With winter finally coming to an end, the warmer temperatures and longer light mean that winter necessities, like stoves are available for best “deal of the year” prices.
“Now is the best time to purchase a new stove for next winter’s long nights,” says Herman Hopper, whose years of experience in trade have given him lots of economic know-how. “Many manufacturers are looking to sell off this year’s remaining stock so that they’ll have space in their warehouses for next year’s newest models. So if you aren’t too set on getting the newest and fanciest, you can get a great deal.”
He, himself has decided to partake in the wonderful discount. “This little beauty cost me 40% of its retail price, and it’ll keep my cottage warm and bright for years to come.”
Citizens interested in discounted stoves or other winter gear can look to our pages for all the latest ads and sales.
This round of Iron Craft was an especially fun assignment: Hometown History. This year I moved back to my hometown, so I was especially excited to celebrate its history with a mini project.
I live in a small town in Michigan called Chelsea, which nowadays is known primarily as the home of Jiffy Mix. We also have an amazing library (best small library in the U.S. in 2008) wonderful local theater (The Purple Rose) and a downtown that is pure Americana. Chelsea’s community calendar was just recently featured on The Late Show with Stephen Colbert. It’s really a great town, and I can’t help but be a cheerleader for it.

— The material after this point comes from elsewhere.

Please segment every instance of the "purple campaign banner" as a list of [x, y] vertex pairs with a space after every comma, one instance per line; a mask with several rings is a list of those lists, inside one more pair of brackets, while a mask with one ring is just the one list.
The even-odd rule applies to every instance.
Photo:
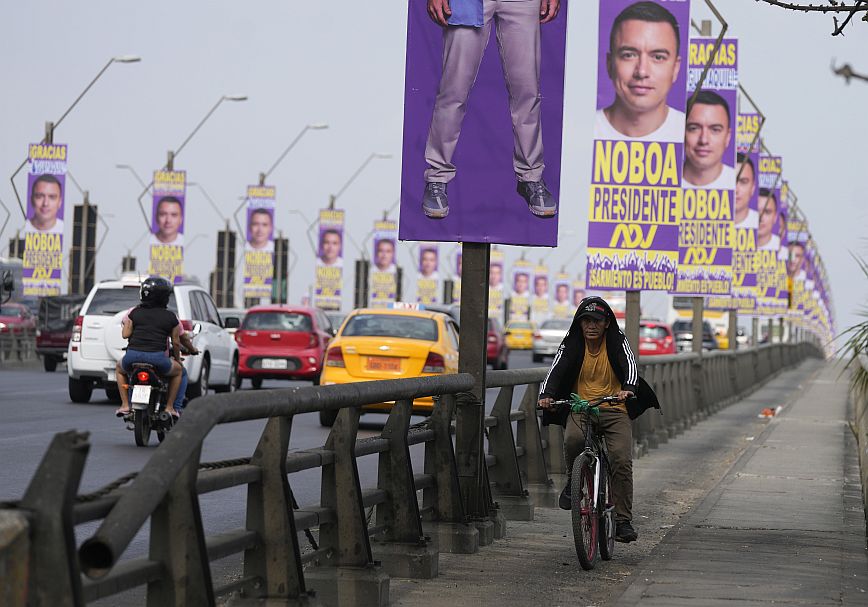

But looking to the town’s history, I had to go with it’s manufacturing past for my inspiration. In the late 19th and early 20th century, Chelsea was pretty much a company town for the Glazier Stove Company. So I decided to make a miniature version of one of Glazier’s “Brightest and Best” stoves. The best images of these stoves are from one of our local photographers.
I took a little bit of inspiration from several of the stoves featured. My mini stove is made almost entirely out of cardstock paper. I punched circles of various sizes, then stacked them and glued them together. Then each layered unit received a very thin strip to cover the edge. Some silver foil paper details made my stacks of circles more stove-like. Painted beads for the feet and a tiny Styrofoam ball cut in half, painted, and glued to the top completed the project.
Is this project the most realistic miniature stove? Certainly not. But I think it looks really cute in the corner of the cottage and helps give it an old-time cozy look. And it was so fun to make a miniature homage to the history of my little hometown.